The goal this year is to build off of the foundation and add key elements that can make the Jaguars competitive. The draft should bring two to three starters, maybe more. Caldwell has said that he believes that the draft is deep on both lines and in the defensive secondary. A statement like that can only lead one to believe that those are the positions he is confident he can find potential talent in the first three to four rounds.
The first week or two will come and go in free agency, and the Jaguars will more than likely say their goodbyes to Derek Cox, Daryl Smith and Terrance Knighton. Brad Meester and Greg Jones may come back for another season, but the more expensive players are bound to have played their last snap in Jacksonville.
Should the Jaguars shell out cash for a big-name free agent?
Cox is already buzzing with interest from multiple teams, and Smith is one of the top outside linebackers available. A team like the New York Giants or Detroit Lions may be willing to offer Smith a pretty nice contract after an injury-riddled season. Knighton is an intriguing guy who could fit in a place like Cleveland or Philadelphia.
The Jags will more than likely reach out to guys after the first wave has ended and the contracts begin to settle. Reasonable contracts make much more sense than spending big money for a team in the Jags' current state.
This by no means should make Jags fans think they are guaranteed to be looking at 2-14 again next season. The Jags will plug as necessary, but the idea of a young team that can be molded into a system is what made both the Seahawks and Falcons successful.
The largest question that will remain is at quarterback. The obvious difference between the Jags and the Seahawks and Falcons is the fact that Russell Wilson and Matt Ryan are much better than Blaine Gabbert and Chad Henne. Gabbert is young, but he needs as much competition as possible.
The closer we get to the draft, the more I believe that the Jags will draft a quarterback. Not so much Geno Smith, but possibly a guy such as EJ Manuel or Matt Scott. Scott's a guy who looks like he may go from a fifth-round prospect to the third or fourth round as his buzz increases after a fabulous pro day.

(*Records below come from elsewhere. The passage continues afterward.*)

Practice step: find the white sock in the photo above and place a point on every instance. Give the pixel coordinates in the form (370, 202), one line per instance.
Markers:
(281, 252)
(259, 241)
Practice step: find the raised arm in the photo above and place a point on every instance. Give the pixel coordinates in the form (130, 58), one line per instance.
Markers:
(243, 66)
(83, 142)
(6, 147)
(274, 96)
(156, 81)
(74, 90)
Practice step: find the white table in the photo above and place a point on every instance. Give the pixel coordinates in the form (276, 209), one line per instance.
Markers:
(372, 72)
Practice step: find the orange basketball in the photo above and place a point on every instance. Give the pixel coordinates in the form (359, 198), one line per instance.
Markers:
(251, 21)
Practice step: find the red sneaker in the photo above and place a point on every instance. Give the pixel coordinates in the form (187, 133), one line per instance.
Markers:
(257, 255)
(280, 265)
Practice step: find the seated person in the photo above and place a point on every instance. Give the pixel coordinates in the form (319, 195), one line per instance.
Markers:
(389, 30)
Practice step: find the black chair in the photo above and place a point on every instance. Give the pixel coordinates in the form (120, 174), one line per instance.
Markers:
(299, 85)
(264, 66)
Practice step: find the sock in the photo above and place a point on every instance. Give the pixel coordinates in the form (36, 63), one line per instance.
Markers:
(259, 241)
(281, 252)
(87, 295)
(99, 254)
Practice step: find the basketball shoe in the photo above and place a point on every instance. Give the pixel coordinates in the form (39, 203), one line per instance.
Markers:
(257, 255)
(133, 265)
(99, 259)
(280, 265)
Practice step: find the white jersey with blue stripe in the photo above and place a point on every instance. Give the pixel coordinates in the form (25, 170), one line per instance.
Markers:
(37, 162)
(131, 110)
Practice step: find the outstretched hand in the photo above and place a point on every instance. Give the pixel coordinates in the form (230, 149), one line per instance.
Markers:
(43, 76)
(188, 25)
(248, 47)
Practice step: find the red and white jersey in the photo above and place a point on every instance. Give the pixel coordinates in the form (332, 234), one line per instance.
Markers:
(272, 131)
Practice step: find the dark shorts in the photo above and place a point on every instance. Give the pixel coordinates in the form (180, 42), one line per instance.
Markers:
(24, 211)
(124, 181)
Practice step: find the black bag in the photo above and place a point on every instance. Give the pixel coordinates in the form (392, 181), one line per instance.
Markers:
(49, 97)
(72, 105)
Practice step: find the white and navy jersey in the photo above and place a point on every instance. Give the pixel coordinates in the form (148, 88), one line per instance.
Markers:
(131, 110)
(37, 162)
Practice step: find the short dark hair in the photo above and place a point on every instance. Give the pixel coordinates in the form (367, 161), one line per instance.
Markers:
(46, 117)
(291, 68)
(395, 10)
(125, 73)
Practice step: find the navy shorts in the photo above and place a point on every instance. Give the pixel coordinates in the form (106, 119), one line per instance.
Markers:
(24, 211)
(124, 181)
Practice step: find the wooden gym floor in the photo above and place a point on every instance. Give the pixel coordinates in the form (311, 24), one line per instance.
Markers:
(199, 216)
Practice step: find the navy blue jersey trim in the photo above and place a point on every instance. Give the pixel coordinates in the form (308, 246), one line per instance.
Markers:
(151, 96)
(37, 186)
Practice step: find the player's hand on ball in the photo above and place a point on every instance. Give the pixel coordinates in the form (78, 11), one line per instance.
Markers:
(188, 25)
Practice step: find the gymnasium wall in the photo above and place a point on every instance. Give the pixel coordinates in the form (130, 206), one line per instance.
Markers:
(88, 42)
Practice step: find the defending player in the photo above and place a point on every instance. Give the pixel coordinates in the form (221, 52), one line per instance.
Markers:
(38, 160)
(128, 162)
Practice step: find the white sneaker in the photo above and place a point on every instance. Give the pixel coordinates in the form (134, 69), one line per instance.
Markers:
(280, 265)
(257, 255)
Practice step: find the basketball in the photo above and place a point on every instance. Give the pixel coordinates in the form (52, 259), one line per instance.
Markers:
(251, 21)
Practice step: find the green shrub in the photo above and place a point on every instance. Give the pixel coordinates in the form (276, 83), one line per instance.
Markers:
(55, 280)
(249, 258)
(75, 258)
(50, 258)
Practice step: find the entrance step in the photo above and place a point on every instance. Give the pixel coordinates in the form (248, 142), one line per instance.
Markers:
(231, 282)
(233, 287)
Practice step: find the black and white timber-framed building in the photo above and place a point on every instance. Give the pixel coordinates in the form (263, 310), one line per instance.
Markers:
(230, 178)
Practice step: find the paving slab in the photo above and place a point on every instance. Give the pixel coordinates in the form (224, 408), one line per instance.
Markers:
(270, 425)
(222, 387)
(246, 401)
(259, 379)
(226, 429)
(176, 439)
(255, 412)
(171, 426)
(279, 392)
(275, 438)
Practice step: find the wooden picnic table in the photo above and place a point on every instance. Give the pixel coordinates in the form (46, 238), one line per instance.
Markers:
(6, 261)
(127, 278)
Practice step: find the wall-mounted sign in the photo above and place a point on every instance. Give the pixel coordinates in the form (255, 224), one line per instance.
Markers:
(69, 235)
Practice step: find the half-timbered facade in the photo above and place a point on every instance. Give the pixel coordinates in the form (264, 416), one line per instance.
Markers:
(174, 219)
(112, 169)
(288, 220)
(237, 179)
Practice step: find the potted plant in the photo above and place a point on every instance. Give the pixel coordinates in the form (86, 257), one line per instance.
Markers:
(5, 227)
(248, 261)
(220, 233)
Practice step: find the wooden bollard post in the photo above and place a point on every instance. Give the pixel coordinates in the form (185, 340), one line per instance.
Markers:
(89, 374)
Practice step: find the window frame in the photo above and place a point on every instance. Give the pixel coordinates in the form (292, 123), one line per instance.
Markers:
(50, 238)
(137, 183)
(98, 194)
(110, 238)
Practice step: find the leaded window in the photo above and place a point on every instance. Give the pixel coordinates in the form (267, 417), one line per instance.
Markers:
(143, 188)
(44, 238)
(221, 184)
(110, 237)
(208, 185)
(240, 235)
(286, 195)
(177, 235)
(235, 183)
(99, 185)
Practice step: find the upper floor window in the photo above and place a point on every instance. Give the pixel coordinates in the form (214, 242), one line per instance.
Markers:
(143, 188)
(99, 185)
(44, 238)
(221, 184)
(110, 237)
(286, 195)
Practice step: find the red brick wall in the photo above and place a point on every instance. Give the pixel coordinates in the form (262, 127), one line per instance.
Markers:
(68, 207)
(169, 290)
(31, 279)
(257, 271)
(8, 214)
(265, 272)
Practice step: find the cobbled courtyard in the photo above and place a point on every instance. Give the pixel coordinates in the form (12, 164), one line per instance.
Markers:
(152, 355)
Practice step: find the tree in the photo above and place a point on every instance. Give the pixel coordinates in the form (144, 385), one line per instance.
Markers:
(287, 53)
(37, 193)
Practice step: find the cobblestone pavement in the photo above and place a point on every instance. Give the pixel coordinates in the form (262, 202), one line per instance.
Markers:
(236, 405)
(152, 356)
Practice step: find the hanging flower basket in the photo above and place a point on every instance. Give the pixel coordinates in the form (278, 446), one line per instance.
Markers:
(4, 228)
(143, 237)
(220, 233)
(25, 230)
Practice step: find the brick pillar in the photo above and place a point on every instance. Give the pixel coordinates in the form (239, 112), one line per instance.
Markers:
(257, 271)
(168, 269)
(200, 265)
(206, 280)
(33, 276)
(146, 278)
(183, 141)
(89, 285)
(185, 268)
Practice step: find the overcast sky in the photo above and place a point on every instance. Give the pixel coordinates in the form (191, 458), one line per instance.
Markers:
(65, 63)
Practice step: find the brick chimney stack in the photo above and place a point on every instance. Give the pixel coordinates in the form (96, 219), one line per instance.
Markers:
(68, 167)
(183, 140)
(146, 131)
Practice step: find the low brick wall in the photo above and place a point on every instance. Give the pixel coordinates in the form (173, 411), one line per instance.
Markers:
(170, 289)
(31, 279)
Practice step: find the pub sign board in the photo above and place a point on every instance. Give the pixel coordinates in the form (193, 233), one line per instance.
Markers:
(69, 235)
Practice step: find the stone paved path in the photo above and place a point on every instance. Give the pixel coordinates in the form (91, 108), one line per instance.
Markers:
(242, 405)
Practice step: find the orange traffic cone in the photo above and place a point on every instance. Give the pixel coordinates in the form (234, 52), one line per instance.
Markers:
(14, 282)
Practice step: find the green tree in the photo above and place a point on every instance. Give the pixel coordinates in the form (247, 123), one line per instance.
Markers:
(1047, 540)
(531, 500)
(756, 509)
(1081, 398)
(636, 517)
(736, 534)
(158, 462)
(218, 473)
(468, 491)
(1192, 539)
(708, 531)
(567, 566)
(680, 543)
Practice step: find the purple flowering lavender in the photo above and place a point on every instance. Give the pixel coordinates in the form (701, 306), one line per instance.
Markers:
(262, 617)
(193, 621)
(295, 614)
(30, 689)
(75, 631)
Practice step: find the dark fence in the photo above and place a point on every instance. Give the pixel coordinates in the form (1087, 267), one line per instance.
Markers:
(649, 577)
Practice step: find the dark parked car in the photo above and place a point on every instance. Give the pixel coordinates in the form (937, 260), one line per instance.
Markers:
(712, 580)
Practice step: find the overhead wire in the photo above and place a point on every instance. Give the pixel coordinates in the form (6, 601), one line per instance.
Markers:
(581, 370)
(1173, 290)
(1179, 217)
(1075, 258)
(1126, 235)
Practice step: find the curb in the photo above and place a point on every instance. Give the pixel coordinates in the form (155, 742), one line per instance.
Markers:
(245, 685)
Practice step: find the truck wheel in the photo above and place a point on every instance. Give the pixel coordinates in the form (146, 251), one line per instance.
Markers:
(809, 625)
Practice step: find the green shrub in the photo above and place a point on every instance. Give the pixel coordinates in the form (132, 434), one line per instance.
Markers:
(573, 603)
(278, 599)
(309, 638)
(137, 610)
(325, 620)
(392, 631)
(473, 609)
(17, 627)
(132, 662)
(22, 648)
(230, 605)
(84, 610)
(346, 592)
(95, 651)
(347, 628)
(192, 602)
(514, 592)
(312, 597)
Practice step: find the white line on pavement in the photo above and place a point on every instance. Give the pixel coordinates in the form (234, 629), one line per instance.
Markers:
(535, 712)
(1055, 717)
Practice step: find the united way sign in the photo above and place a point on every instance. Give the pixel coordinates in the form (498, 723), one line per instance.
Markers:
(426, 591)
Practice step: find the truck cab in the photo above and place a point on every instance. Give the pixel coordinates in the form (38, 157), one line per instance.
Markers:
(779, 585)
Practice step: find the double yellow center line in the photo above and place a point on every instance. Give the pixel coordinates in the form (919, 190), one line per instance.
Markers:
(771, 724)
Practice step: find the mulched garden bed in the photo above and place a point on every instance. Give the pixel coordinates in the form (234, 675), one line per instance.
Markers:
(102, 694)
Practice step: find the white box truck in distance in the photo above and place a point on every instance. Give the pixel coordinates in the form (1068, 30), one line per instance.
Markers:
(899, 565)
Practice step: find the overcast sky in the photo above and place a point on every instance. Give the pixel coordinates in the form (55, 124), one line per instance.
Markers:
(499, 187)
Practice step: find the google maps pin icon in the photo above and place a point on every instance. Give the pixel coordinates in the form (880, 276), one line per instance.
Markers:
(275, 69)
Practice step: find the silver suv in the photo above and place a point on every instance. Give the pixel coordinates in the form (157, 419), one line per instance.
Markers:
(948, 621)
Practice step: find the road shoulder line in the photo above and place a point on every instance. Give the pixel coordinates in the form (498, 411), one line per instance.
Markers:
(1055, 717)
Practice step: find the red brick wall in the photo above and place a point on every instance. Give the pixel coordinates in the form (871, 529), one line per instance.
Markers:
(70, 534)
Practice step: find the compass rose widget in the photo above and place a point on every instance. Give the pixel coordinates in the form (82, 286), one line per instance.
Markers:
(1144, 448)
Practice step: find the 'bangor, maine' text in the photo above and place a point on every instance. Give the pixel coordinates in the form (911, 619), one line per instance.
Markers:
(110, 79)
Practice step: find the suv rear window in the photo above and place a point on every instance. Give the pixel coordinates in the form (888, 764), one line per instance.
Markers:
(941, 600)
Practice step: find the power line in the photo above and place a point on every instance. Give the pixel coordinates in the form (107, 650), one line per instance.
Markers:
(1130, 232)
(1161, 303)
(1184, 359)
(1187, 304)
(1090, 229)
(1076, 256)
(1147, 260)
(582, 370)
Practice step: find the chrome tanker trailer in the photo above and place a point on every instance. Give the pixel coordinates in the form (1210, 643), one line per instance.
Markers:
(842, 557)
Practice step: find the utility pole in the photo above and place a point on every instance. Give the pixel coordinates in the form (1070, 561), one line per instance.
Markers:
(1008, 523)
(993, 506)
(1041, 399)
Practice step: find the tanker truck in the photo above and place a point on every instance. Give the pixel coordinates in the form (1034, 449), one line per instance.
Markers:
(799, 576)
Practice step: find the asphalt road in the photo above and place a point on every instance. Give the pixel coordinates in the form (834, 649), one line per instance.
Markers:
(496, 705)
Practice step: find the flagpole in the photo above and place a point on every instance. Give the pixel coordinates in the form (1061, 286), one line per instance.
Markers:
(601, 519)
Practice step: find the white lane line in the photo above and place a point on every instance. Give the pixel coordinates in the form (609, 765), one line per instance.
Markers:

The reality is that the Jaguars will need to grab a few players in free agency, but it looks like it will be after the dust settles. Defensive secondary and the offensive line make the most sense when it comes to starting material and depth. The names won't include Andre Smith, Phil Loadholt, Ed Reed, Dashon Goldson or Brent Grimes, but the Jags will need to pick up at least one to two quality players that can be signed at reasonable contracts and will not set this team back any more than they are.
As much as fans enjoy playing the general manager, the key to building a franchise is to build for the future and not set yourself up for any setbacks. Giving away large contracts and creating dead money in the future is a huge issue with many teams, and those are usually made by the first-wave signings in free agency. Dawan Landry created nearly $4 million in dead money this year, and his contract wasn't near the amount of a player like Cliff Avril's or Andre Smith's would be.
There are going to be names that fans haven't heard of, but the idea at this point is to trust in what the Jags are building, and the truth is that the people building it know what it takes to create a successful team.